Я поехала с паспортами и вызовами из Франции (которые Тома тут же сварганила благодаря нашему компьютеру) во французское консульство на Мойку и с интересом узнала там, что за визы нужно уплатить 200 франков! С трудом я наскребла эти деньги в рублях, вернулась к Томе и спросила её: это что, обычное дело?

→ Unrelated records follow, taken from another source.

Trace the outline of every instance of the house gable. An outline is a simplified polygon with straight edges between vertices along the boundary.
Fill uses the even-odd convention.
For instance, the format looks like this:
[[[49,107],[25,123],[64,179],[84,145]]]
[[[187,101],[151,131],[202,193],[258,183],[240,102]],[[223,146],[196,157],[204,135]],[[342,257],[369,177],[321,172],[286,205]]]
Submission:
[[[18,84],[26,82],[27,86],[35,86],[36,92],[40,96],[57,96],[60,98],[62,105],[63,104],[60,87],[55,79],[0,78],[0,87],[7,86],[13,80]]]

— Это ещё шуточки, так... То ли ещё будет? Откуда ты свалилась? Ты «офисменеджер», агент по отправке, твоя задача — твои проблемы... «Отправлять бесплатно?» — «В основном — да! Парижскими борделями мы платим за другие, более серьёзные услуги. Поняла?» — «Не совсем!» — «У тебя что, нет пары тысячи баксов в бумажнике? Тогда непонятно, зачем ты вообще сюда пришла! Трахаться с шефом в его кладовке? Так очень надолго его не хватит! И если ты думаешь, что работа тут — это одни убытки, то ты дура!»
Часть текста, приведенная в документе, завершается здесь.